Simulators
have been used as effective tools in nearly every business sector of the global
economy. They are used in hospitals in help predict the staging
and prognosis for cancer patients and they are used by credit card companies to
anticipate fraudulent activity before it occurs.
Simulators have been quite useful
in predicting the future of economic activity and the subsequent price
movements of stock, commodities, and currencies. The ability to predict the
future accurately and be financially rewarded accordingly has grown
exponentially with the mammoth advances in technology over the past two
decades.
The ability to organize and
structure enormous databases of information has become the foundation of nearly
every business enterprise. The goal is to simply learn from the past mistakes
and successes and then apply that accumulated knowledge to the current
environment. Ultimately, our goal here is to learn when teams have the greatest
probabilities to win or lose game.
The statistical method called
backpropagation is the foundation for
many numerical problems. For example, currency prices for a specific country
can be forecast based on current levels of economic activity and through the
use of historical patterns. History does not always repeat itself in the
financial markets, but there are times when historical outcomes are very useful
to predicting a future movement of a stock market.
There are similarities between
sports betting and the stock market. In both cases, the linesmaker (market
maker) does not have the priority of wanting a specific outcome. Their primary
focus is to determine what the market will bear and establish a price level
where there are equal buyers and sellers. The profits of both types of business
are essentially made the same way. For the financial markets, commissions, and
market pricing make up the large part of profits. In sports gambling, the betting odds maker charges a 10% ‘fee’ for the opportunity to bet a game.
Backpropagation was developed by
Paul Werbos in the early 1970’s and grew in popularity and acceptance with the
work done by Rumelhart and McClelland in 1986. This work was centered on
proving why the human brain is more powerful than a computer in being able to
learn from experience. They used several case examples, one of which was how
children learn the past tense of a verb. I will not bore you any longer with
the details of this work, but it is worth noting as it is landmark research in
the evolution of artificial intelligence modeling.
Backpropagation and Sports
Outcomes
With high powered computers now
available on a laptop, large statistical databases on sports stats can be saved
and manipulated to form new information. The BCS standings in College Football
are a perfect example of the direct output from a large pool of data. Of
course,
too, it is not a perfect science, and the computer rankings associated
with the BCS poll have been largely scrutinized and their validity debated
endlessly. However, I have found that using backpropagation can determine the
outcome of sporting events generating enough winners to make it a viable
investment option. Sports betting has tremendous risk and in my opinion, must
be done in a highly disciplined and controlled manner. We all know how fast money can be lost simply betting on a ‘gut feel’ or ‘with the heart’. So, I
have always emphasized the need to recognize that none of us truly knows what
the exact final score will be for a game and no matter how strong the play
appears to be, it can lose against the spread. Wagering the same amount per *
unit and not allowing any emotion to enter into the decision making process is
essentially the only way to make money in sports wagering.

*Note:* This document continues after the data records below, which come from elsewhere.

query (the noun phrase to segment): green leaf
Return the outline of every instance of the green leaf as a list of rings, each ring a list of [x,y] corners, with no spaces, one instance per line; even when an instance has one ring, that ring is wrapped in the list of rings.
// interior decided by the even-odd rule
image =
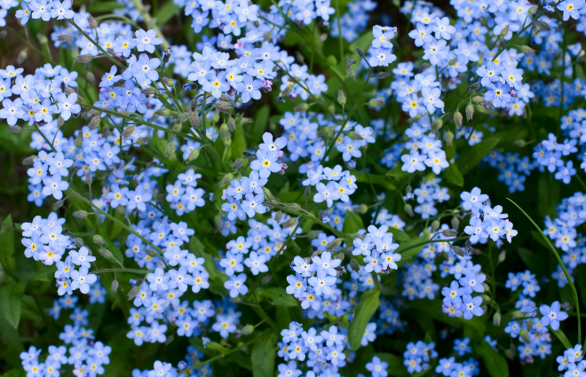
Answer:
[[[457,161],[455,162],[460,173],[463,175],[466,174],[476,167],[476,165],[480,163],[484,156],[488,154],[488,152],[492,151],[493,148],[496,146],[499,140],[498,137],[488,137],[460,153]]]
[[[8,215],[0,225],[0,245],[2,252],[0,253],[0,263],[6,271],[14,270],[14,228],[12,216]]]
[[[560,329],[554,330],[551,328],[551,326],[549,326],[549,329],[550,331],[551,331],[553,334],[556,334],[558,339],[559,339],[559,342],[561,342],[564,347],[566,347],[566,350],[569,350],[573,347],[572,343],[570,343],[570,341],[567,340],[567,336],[566,336],[563,331],[561,331]]]
[[[476,353],[480,355],[484,365],[492,377],[508,377],[509,365],[504,357],[496,352],[486,341],[474,346]]]
[[[348,342],[352,350],[358,350],[367,325],[378,309],[381,301],[378,289],[370,289],[362,294],[354,310],[354,318],[348,327]]]
[[[450,166],[444,169],[444,177],[450,184],[460,187],[463,186],[463,176],[455,164],[450,164]]]
[[[400,243],[395,250],[395,253],[400,254],[400,261],[398,263],[403,263],[419,254],[421,249],[424,248],[424,246],[425,246],[424,242],[426,240],[428,240],[427,237],[421,236]]]
[[[293,307],[297,306],[299,302],[289,295],[285,288],[274,287],[266,289],[258,289],[258,295],[266,298],[274,306]]]
[[[395,241],[404,242],[411,240],[409,235],[407,234],[405,232],[393,228],[392,226],[389,228],[389,232],[392,233],[392,238],[394,239]]]
[[[354,234],[360,229],[364,229],[362,218],[352,211],[346,211],[346,218],[342,225],[342,232],[344,233]]]
[[[18,328],[20,322],[24,290],[24,282],[4,286],[2,290],[0,290],[0,312],[6,319],[6,322],[14,328]]]
[[[265,333],[260,342],[254,345],[250,352],[254,377],[273,377],[276,345],[277,337],[273,333]]]
[[[244,138],[244,128],[242,124],[236,124],[236,129],[232,134],[232,159],[236,160],[242,157],[242,152],[246,152],[246,139]]]
[[[228,277],[218,271],[216,268],[216,263],[214,263],[214,258],[205,252],[205,247],[197,239],[197,237],[192,236],[191,239],[189,239],[189,251],[194,254],[195,256],[199,256],[200,258],[203,258],[205,260],[203,263],[203,267],[205,268],[205,271],[210,274],[210,280],[214,280],[216,279],[221,280],[222,294],[224,295],[226,293],[226,289],[224,288],[224,282],[228,279]],[[212,292],[216,291],[212,290]]]
[[[175,4],[172,1],[165,2],[157,11],[154,17],[156,18],[156,24],[162,25],[170,20],[171,17],[177,13],[179,10],[179,7]]]
[[[220,343],[218,343],[217,342],[208,342],[207,343],[205,343],[205,348],[210,349],[210,350],[217,350],[219,353],[221,353],[222,355],[227,355],[228,353],[230,353],[230,349],[229,348],[224,347],[223,345],[221,345]]]

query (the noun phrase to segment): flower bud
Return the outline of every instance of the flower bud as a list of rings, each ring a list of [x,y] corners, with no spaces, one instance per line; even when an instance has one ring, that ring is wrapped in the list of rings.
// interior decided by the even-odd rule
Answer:
[[[123,131],[123,138],[126,138],[134,133],[134,126],[128,126]]]
[[[240,168],[242,168],[244,165],[244,159],[242,157],[239,157],[236,159],[234,161],[234,164],[232,165],[232,169],[233,170],[238,170]]]
[[[157,256],[159,255],[156,250],[153,250],[152,248],[146,248],[145,251],[149,256]]]
[[[168,88],[172,88],[175,86],[175,82],[173,82],[173,80],[170,79],[169,77],[162,76],[161,79],[162,80],[162,82],[167,85]]]
[[[535,55],[535,51],[534,49],[532,49],[531,47],[527,46],[527,45],[521,46],[521,51],[523,52],[525,52],[526,54],[530,54],[530,55]]]
[[[474,106],[472,104],[468,104],[466,106],[466,121],[471,121],[474,116]]]
[[[93,177],[91,177],[91,173],[89,171],[85,172],[85,185],[91,186],[91,183],[93,183]]]
[[[16,58],[16,62],[19,63],[19,65],[22,64],[22,62],[27,59],[28,56],[28,52],[27,51],[27,49],[24,49],[19,53],[19,56]]]
[[[451,229],[444,229],[441,231],[441,234],[446,237],[455,237],[457,235],[457,233]]]
[[[342,245],[342,239],[335,239],[333,241],[329,242],[326,247],[329,250],[333,250]]]
[[[91,61],[91,56],[88,54],[84,55],[77,55],[77,58],[75,58],[75,61],[77,63],[89,63]]]
[[[458,255],[458,256],[463,256],[464,255],[463,250],[459,246],[453,246],[452,250],[454,250],[454,253],[455,253],[455,255]]]
[[[79,211],[75,211],[73,213],[73,216],[74,217],[77,217],[77,218],[85,218],[88,216],[88,212],[81,209]]]
[[[99,246],[107,245],[106,243],[106,240],[99,234],[94,234],[91,240],[93,240],[93,243],[95,243],[96,245],[99,245]]]
[[[100,120],[99,116],[94,116],[93,118],[91,118],[91,120],[90,121],[90,124],[88,124],[88,128],[90,130],[94,130],[96,127],[99,125],[99,120]]]
[[[337,103],[342,106],[346,104],[346,96],[341,89],[337,90]]]
[[[454,143],[454,132],[452,131],[446,132],[446,135],[444,135],[444,140],[446,141],[447,145],[452,146]]]
[[[169,144],[165,147],[165,156],[169,160],[171,160],[173,157],[175,157],[175,143],[173,143],[172,141],[169,142]]]
[[[91,28],[96,28],[98,27],[98,21],[96,21],[96,19],[90,15],[88,16],[88,25],[90,25],[90,27]]]
[[[137,287],[134,287],[131,289],[131,292],[128,293],[127,297],[128,301],[133,300],[140,293],[140,286],[137,284]]]
[[[456,111],[454,114],[454,122],[455,123],[455,128],[456,129],[459,129],[460,127],[462,127],[462,119],[463,119],[462,113],[460,113],[459,111]]]
[[[226,185],[227,184],[232,181],[232,179],[234,177],[234,175],[232,173],[227,173],[224,177],[222,178],[221,181],[218,185],[219,185],[220,187]]]
[[[368,101],[368,106],[370,107],[378,107],[384,105],[384,101],[380,98],[372,98]]]
[[[432,229],[430,229],[430,231],[433,233],[438,229],[440,229],[440,220],[433,220],[432,222]]]
[[[403,209],[411,217],[413,217],[415,216],[415,214],[413,213],[413,207],[411,207],[411,205],[409,203],[405,203],[405,206],[403,207]]]
[[[282,228],[290,228],[297,223],[297,217],[291,217],[282,224]]]
[[[304,103],[299,104],[297,106],[295,106],[293,108],[293,111],[295,113],[301,113],[301,112],[304,112],[304,111],[307,111],[307,109],[309,109],[309,105],[307,105],[306,103],[304,102]]]
[[[196,128],[200,125],[200,116],[197,114],[197,112],[194,111],[191,114],[191,127]]]
[[[35,160],[38,159],[38,156],[36,154],[33,154],[32,156],[28,156],[26,159],[22,160],[22,164],[23,165],[33,165],[35,163]]]
[[[73,169],[71,171],[73,171]],[[53,204],[53,211],[56,211],[59,208],[60,208],[61,207],[63,207],[63,204],[65,204],[65,200],[66,199],[67,199],[67,198],[65,197],[61,200],[59,200],[55,201],[55,204]]]
[[[114,259],[114,255],[112,255],[112,252],[107,248],[99,248],[98,252],[99,253],[100,255],[105,257],[106,259]]]
[[[519,336],[524,343],[528,343],[530,342],[529,333],[526,329],[522,329],[520,333],[519,333]]]
[[[218,101],[216,102],[216,108],[220,113],[230,113],[234,108],[234,106],[230,102]]]

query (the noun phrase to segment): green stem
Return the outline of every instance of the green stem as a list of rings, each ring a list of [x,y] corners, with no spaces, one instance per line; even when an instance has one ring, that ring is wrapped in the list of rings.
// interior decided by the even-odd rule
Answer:
[[[561,266],[562,270],[564,271],[564,275],[566,275],[566,279],[567,279],[567,284],[570,286],[570,289],[572,290],[572,295],[574,295],[574,306],[575,306],[575,310],[576,310],[576,313],[577,313],[577,317],[578,317],[578,344],[582,344],[582,326],[581,326],[581,323],[580,323],[580,305],[579,305],[579,302],[578,302],[578,293],[576,292],[576,287],[574,286],[574,282],[572,281],[572,277],[570,276],[569,272],[567,271],[567,269],[566,268],[566,265],[564,264],[564,262],[561,260],[561,257],[559,256],[559,254],[558,253],[558,250],[556,250],[556,247],[554,247],[553,245],[551,245],[551,242],[550,241],[550,239],[548,239],[547,236],[545,236],[545,234],[543,234],[543,231],[542,231],[542,228],[540,228],[535,224],[535,222],[533,221],[531,216],[529,216],[529,215],[527,215],[527,213],[525,212],[523,210],[523,208],[521,208],[517,203],[515,203],[513,200],[511,200],[509,198],[507,198],[507,200],[509,201],[511,201],[511,203],[513,203],[515,205],[515,207],[517,207],[521,212],[523,212],[523,215],[525,215],[525,216],[527,218],[528,218],[529,221],[531,222],[531,224],[533,224],[533,225],[535,227],[535,229],[537,229],[539,233],[543,238],[543,240],[545,241],[545,243],[547,243],[547,245],[550,247],[550,249],[551,250],[553,255],[556,256],[556,259],[558,260],[558,263]]]

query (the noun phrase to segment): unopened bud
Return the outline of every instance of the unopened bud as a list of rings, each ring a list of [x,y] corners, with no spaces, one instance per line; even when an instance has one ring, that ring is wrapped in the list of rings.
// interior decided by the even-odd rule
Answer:
[[[197,112],[194,111],[191,114],[191,126],[194,128],[200,126],[200,116],[197,114]]]
[[[521,51],[526,54],[535,55],[535,51],[527,45],[521,46]]]
[[[91,173],[89,171],[85,172],[85,185],[91,186],[91,184],[93,183],[93,177],[91,177]]]
[[[98,249],[98,252],[99,253],[100,255],[105,257],[106,259],[114,259],[114,255],[112,252],[107,248],[99,248]]]
[[[220,113],[230,113],[234,108],[234,106],[230,102],[218,101],[216,102],[216,108]]]
[[[405,206],[403,207],[403,209],[411,217],[413,217],[415,216],[415,214],[413,213],[413,207],[411,207],[411,205],[409,203],[405,203]]]
[[[359,264],[358,261],[356,261],[356,259],[354,258],[350,260],[350,268],[355,272],[360,271],[360,265]]]
[[[85,218],[88,216],[88,212],[81,209],[79,211],[75,211],[73,213],[73,216],[74,217],[77,217],[77,218]]]
[[[77,58],[75,58],[75,61],[77,63],[89,63],[91,61],[91,55],[88,54],[83,54],[83,55],[77,55]]]
[[[342,106],[346,104],[346,96],[341,89],[337,90],[337,103]]]
[[[433,220],[432,222],[432,228],[430,229],[430,231],[432,231],[432,232],[433,233],[438,229],[440,229],[440,220]]]
[[[28,52],[27,51],[27,49],[24,49],[19,53],[19,56],[16,58],[16,62],[19,63],[19,65],[22,64],[22,62],[27,59],[28,56]]]
[[[132,135],[134,133],[134,126],[128,126],[124,129],[124,131],[123,132],[123,138],[126,138],[129,136]]]
[[[99,246],[107,245],[106,243],[106,240],[104,240],[104,238],[102,236],[100,236],[99,234],[94,234],[94,236],[91,238],[91,240],[93,240],[93,243],[95,243],[96,245],[99,245]]]
[[[378,107],[384,105],[384,101],[380,98],[372,98],[368,101],[368,106],[370,107]]]
[[[56,211],[59,208],[60,208],[61,207],[63,207],[63,204],[65,204],[65,200],[67,198],[63,198],[61,200],[59,200],[55,201],[55,204],[53,204],[53,211]]]
[[[28,156],[26,159],[22,160],[22,164],[23,165],[33,165],[35,163],[35,160],[38,159],[38,156],[36,154],[33,154],[32,156]]]
[[[175,156],[175,143],[172,141],[169,142],[165,147],[165,156],[170,160]]]
[[[519,336],[524,343],[528,343],[530,342],[529,333],[526,329],[522,329],[519,333]]]
[[[462,119],[463,119],[462,113],[460,113],[459,111],[456,111],[454,114],[454,122],[455,123],[455,128],[456,129],[459,129],[460,127],[462,127]]]
[[[293,108],[293,111],[296,112],[296,113],[301,113],[301,112],[304,112],[304,111],[307,111],[307,109],[309,109],[309,105],[307,105],[306,103],[304,102],[304,103],[299,104],[297,106],[295,106]]]
[[[328,244],[326,248],[329,249],[329,250],[333,250],[335,248],[339,247],[340,245],[342,245],[342,240],[341,239],[335,239],[333,241],[331,241]]]
[[[242,158],[242,157],[237,158],[236,161],[234,161],[234,164],[232,165],[232,169],[233,170],[238,170],[243,165],[244,165],[244,159]]]
[[[457,235],[457,233],[451,229],[444,229],[441,231],[441,234],[446,237],[455,237]]]
[[[159,255],[156,250],[153,250],[152,248],[146,248],[145,252],[146,252],[149,256],[157,256]]]
[[[472,104],[468,104],[466,106],[466,121],[471,121],[474,117],[474,106]]]
[[[515,145],[515,146],[523,147],[523,146],[527,145],[527,143],[525,140],[523,140],[522,138],[519,138],[519,140],[513,141],[513,145]]]
[[[296,224],[297,224],[297,217],[291,217],[282,224],[282,228],[290,228]]]
[[[452,250],[454,250],[454,253],[455,253],[455,255],[458,255],[458,256],[463,256],[464,255],[463,250],[459,246],[453,246]]]
[[[96,21],[96,19],[94,19],[91,15],[88,16],[88,24],[90,25],[90,27],[91,27],[91,28],[98,27],[98,21]]]
[[[88,128],[90,130],[96,129],[99,125],[99,120],[100,120],[99,116],[94,116],[93,118],[91,118],[91,120],[90,121],[90,124],[88,124]]]

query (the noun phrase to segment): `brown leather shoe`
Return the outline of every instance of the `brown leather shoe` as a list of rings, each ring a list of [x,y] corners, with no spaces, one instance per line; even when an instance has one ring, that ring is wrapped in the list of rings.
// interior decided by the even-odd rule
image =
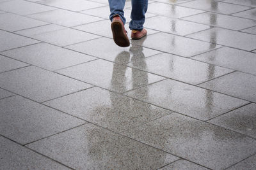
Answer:
[[[129,41],[124,23],[118,15],[114,16],[111,23],[111,29],[113,38],[117,45],[122,47],[130,45],[130,41]]]
[[[139,39],[143,38],[143,36],[145,36],[147,32],[148,32],[145,29],[143,29],[141,31],[132,30],[131,37],[133,39]]]

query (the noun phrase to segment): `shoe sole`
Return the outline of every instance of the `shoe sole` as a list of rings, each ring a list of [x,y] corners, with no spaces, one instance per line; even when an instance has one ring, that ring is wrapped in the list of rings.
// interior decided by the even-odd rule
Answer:
[[[130,41],[124,31],[123,25],[121,22],[118,20],[112,22],[111,29],[114,41],[118,46],[126,47],[130,45]]]

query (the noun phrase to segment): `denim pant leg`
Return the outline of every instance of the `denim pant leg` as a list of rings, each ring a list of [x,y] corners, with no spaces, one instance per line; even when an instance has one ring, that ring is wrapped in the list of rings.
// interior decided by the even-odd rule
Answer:
[[[132,0],[132,13],[129,28],[131,30],[141,31],[145,22],[145,14],[148,9],[148,0]]]
[[[110,7],[109,19],[113,20],[113,17],[118,14],[124,22],[125,24],[126,20],[124,15],[124,8],[125,4],[125,0],[108,0]]]

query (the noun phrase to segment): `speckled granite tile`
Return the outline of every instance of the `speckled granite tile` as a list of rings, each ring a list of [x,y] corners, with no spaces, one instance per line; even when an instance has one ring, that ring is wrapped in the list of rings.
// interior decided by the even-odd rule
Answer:
[[[256,76],[235,72],[200,85],[200,87],[256,102]]]
[[[0,52],[40,41],[0,30]]]
[[[156,3],[148,4],[148,12],[177,18],[203,13],[204,11],[172,4]]]
[[[241,31],[256,35],[256,27],[241,30]]]
[[[0,55],[0,73],[27,66],[29,65]]]
[[[1,169],[70,169],[0,136]]]
[[[63,10],[52,10],[28,17],[66,27],[74,27],[102,20],[99,17]]]
[[[180,159],[159,170],[207,170],[209,169],[196,165],[188,160]]]
[[[33,35],[40,34],[47,32],[60,30],[65,29],[66,27],[58,25],[56,24],[48,24],[46,25],[43,25],[40,27],[37,27],[35,28],[27,29],[25,30],[16,31],[16,34],[19,34],[20,35],[25,36],[31,36]]]
[[[38,3],[74,11],[79,11],[106,5],[105,4],[84,0],[45,0],[41,1]]]
[[[18,96],[0,101],[0,134],[22,145],[86,122]]]
[[[125,94],[202,120],[248,103],[172,80],[161,81]]]
[[[134,45],[131,45],[129,47],[120,48],[115,44],[113,39],[106,38],[68,46],[66,48],[120,64],[126,64],[136,59],[161,53]]]
[[[180,36],[210,28],[208,25],[179,19],[171,19],[164,16],[156,16],[146,19],[144,27]]]
[[[256,152],[254,139],[178,113],[123,134],[213,169],[223,169]]]
[[[224,3],[214,0],[196,0],[179,5],[223,14],[231,14],[250,8],[248,6]]]
[[[97,59],[44,43],[6,51],[1,53],[51,71]]]
[[[166,4],[177,4],[180,3],[184,3],[193,0],[154,0],[156,2],[163,3]]]
[[[125,52],[122,52],[120,56],[124,53]],[[164,79],[161,76],[104,60],[81,64],[59,70],[58,73],[118,93]]]
[[[172,113],[97,87],[44,104],[116,132],[127,130]]]
[[[166,53],[141,58],[128,66],[194,85],[233,71]]]
[[[256,54],[243,50],[223,47],[191,59],[256,74]]]
[[[15,95],[15,94],[13,93],[11,93],[8,91],[4,90],[2,89],[0,89],[0,99],[4,98],[4,97],[10,97],[10,96],[12,96],[13,95]]]
[[[256,155],[254,155],[236,164],[228,170],[240,170],[240,169],[246,169],[246,170],[254,170],[256,169]]]
[[[16,31],[46,24],[48,23],[10,13],[0,15],[0,29],[8,31]]]
[[[256,25],[256,20],[211,12],[185,17],[182,20],[236,31]]]
[[[256,20],[256,8],[253,8],[243,12],[236,13],[232,15]]]
[[[0,87],[43,102],[92,87],[35,66],[0,74]]]
[[[225,0],[223,2],[256,8],[256,1],[255,0]]]
[[[209,122],[247,134],[256,138],[256,104],[250,104],[220,117]]]
[[[248,51],[256,48],[256,35],[221,28],[212,28],[188,37]]]
[[[191,57],[221,46],[164,32],[149,35],[138,41],[132,41],[132,43],[142,45],[145,47],[185,57]]]
[[[31,36],[40,41],[60,46],[67,46],[100,38],[99,36],[73,29],[65,29]]]
[[[54,9],[56,8],[23,0],[8,1],[0,4],[0,10],[20,15],[26,15]]]
[[[156,169],[178,159],[90,124],[27,146],[81,169]]]

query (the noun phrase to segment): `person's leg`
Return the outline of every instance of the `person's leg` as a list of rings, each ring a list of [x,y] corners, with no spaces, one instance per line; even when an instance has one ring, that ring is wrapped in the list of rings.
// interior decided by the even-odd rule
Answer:
[[[129,40],[127,32],[124,27],[125,18],[124,17],[124,8],[125,0],[109,0],[111,21],[111,30],[115,43],[122,47],[129,46]]]
[[[124,24],[125,24],[126,20],[124,15],[125,0],[108,0],[108,3],[110,7],[110,20],[112,22],[113,17],[118,15]]]
[[[148,0],[132,0],[132,8],[131,14],[132,20],[129,24],[131,30],[143,30],[145,14],[148,9]]]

The simplest example of a model
would be to use two inputs to produce one output. For example, we could use
offensive and defensive scoring stats for two teams to predict which team will
win the game and by how much. However, this single-layered approach has obvious
shortcomings; these start with the location of the game, time of year, what
part of the season, common opponents and the like.
What the high powered computers
allow us to do that our brains cannot is to process large mountains of data.
So, in the case of baseball, 15 years of box scores and all the games stats can
be built into a large database. A computer programmed with a backpropagation
algorithm can quickly determine and
match historical situations that match the current game’s matchup. So, the
model can alert us to a possible money-making opportunity.
In any given neural network
simulator, there are hundreds of input variables. Adjusting these weights is
always necessary to get the most
reliable and meaningful results. For example, 30 years ago, starting pitchers
in baseball completed a large number of their games. In the modern game,
pitching has evolved and now we have stats named quality starts, and the relief
pitching has become a very important part of the game. So, the weightings for
bullpens is far greater now than it was in decades past.
This is just a brief start to artificial
intelligence modeling and neural network
simulators. In the weeks ahead, I will delve into more specific definitions and
provide enough information so that you can try to build one on your own to
augment your current handicapping methods.